A parallel plate capacitor with plates of area 1 m$$^2$$ each, are at a separation of 0.1 m. If the electric field between the plates is 100 N/C, the magnitude of charge on each plate is: (Take $$\epsilon_0 = 8.85 \times 10^{-12} \frac{C^2}{N \cdot m^2}$$)

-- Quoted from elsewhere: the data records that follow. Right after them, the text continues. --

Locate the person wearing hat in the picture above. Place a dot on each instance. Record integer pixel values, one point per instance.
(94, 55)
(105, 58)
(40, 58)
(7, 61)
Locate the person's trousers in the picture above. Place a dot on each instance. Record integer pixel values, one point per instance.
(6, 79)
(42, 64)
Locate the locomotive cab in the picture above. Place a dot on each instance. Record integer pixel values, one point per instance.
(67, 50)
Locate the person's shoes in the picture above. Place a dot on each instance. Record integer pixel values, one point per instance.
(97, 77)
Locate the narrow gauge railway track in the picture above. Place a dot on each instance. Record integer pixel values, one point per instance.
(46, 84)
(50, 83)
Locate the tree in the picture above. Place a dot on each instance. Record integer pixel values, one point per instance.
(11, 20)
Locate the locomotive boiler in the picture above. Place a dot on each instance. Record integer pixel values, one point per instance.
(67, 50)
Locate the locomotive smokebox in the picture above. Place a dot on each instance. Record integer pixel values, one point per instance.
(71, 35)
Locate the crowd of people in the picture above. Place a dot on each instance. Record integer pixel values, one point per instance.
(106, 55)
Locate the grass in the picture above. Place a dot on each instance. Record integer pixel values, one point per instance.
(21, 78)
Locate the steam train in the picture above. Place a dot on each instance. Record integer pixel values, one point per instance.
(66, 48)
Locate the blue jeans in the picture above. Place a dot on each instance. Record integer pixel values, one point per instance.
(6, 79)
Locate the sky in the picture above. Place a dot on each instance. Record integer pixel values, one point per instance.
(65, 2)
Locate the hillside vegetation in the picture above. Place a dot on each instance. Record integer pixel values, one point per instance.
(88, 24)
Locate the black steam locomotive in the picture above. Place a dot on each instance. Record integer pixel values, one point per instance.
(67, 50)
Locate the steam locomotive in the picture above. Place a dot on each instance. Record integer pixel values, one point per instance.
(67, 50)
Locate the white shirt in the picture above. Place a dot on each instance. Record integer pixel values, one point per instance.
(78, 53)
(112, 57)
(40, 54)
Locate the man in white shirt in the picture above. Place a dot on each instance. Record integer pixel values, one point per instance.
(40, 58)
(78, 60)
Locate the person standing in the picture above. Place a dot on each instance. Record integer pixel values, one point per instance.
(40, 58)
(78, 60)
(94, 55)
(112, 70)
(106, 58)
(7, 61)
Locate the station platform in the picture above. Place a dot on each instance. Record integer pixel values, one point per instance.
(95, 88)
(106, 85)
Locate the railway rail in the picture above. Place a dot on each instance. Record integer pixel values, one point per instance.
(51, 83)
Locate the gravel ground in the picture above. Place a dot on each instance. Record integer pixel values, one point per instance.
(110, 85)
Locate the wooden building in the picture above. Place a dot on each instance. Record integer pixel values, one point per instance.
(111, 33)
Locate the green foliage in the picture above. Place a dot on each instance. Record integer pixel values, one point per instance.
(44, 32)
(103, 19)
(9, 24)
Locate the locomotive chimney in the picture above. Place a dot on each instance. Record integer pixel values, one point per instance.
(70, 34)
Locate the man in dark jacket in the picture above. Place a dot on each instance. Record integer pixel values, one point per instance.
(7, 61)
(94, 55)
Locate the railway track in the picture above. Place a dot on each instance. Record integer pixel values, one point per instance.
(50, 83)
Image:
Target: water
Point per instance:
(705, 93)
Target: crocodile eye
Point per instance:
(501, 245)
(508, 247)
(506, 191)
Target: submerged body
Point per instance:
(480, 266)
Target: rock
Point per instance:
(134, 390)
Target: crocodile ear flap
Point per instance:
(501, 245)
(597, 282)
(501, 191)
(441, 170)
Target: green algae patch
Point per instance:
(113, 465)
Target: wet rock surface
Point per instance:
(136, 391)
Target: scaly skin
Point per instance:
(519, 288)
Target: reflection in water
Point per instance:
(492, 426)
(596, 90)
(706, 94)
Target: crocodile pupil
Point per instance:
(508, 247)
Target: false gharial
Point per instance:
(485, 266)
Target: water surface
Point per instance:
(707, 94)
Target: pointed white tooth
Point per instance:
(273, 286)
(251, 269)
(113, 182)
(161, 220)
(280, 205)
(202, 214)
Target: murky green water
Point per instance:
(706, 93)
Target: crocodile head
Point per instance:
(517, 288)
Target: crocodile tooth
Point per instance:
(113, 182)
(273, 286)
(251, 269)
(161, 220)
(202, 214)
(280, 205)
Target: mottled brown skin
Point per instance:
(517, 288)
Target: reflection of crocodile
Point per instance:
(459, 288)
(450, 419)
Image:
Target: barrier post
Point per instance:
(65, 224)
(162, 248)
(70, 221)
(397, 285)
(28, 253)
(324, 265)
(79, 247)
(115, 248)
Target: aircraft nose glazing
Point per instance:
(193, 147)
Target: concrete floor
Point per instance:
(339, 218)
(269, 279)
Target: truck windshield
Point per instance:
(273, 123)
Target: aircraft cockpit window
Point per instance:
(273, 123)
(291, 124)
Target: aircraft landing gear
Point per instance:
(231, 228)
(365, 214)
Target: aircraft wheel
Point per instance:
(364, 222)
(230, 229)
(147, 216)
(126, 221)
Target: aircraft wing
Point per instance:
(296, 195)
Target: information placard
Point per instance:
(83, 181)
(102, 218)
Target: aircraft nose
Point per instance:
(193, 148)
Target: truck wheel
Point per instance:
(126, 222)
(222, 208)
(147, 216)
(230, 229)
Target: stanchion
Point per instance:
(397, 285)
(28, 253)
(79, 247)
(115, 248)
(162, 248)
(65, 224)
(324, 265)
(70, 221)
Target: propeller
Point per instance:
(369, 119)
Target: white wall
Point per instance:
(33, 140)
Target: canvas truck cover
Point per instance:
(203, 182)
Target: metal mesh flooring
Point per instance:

We have two large, parallel conducting plates of a capacitor. Because the plates are very close and very wide, the electric field between them is practically uniform. For such a configuration, electrostatics gives the direct relation between the electric field $$E$$ and the surface charge density $$\sigma$$ on either plate:

$$E \;=\; \dfrac{\sigma}{\epsilon_0}.$$

Here $$\epsilon_0$$ is the permittivity of free space. We are given

$$E = 100 \; \text{N/C}, \qquad \epsilon_0 = 8.85 \times 10^{-12} \; \dfrac{\text{C}^2}{\text{N}\cdot\text{m}^2}.$$

Re-arranging the formula to solve for $$\sigma$$, we write

$$\sigma = \epsilon_0 \, E.$$

Substituting the numerical values,

$$\sigma = \left( 8.85 \times 10^{-12} \; \dfrac{\text{C}^2}{\text{N}\cdot\text{m}^2} \right) \!\times\! \left( 100 \; \dfrac{\text{N}}{\text{C}} \right).$$

Now we multiply the powers of ten and the coefficients step by step:

$$8.85 \times 10^{-12} \times 100 \;=\; 8.85 \times 10^{-12} \times 10^{2} \;=\; 8.85 \times 10^{-10}.$$

Hence,

$$\sigma = 8.85 \times 10^{-10} \; \dfrac{\text{C}}{\text{m}^2}.$$

The plates each have an area

$$A = 1 \; \text{m}^2.$$

The total charge $$Q$$ residing on one plate is the surface charge density times the area:

$$Q = \sigma \, A.$$

Substituting $$\sigma$$ and $$A$$,

$$Q = \left( 8.85 \times 10^{-10} \; \dfrac{\text{C}}{\text{m}^2} \right) \!\times\! \left( 1 \; \text{m}^2 \right) = 8.85 \times 10^{-10} \; \text{C}.$$

This value represents the magnitude of charge on each plate of the capacitor. The separation between the plates (0.1 m) is immaterial in this calculation because the relation $$E = \sigma / \epsilon_0$$ already embodies the correct dependence for an ideal parallel-plate capacitor.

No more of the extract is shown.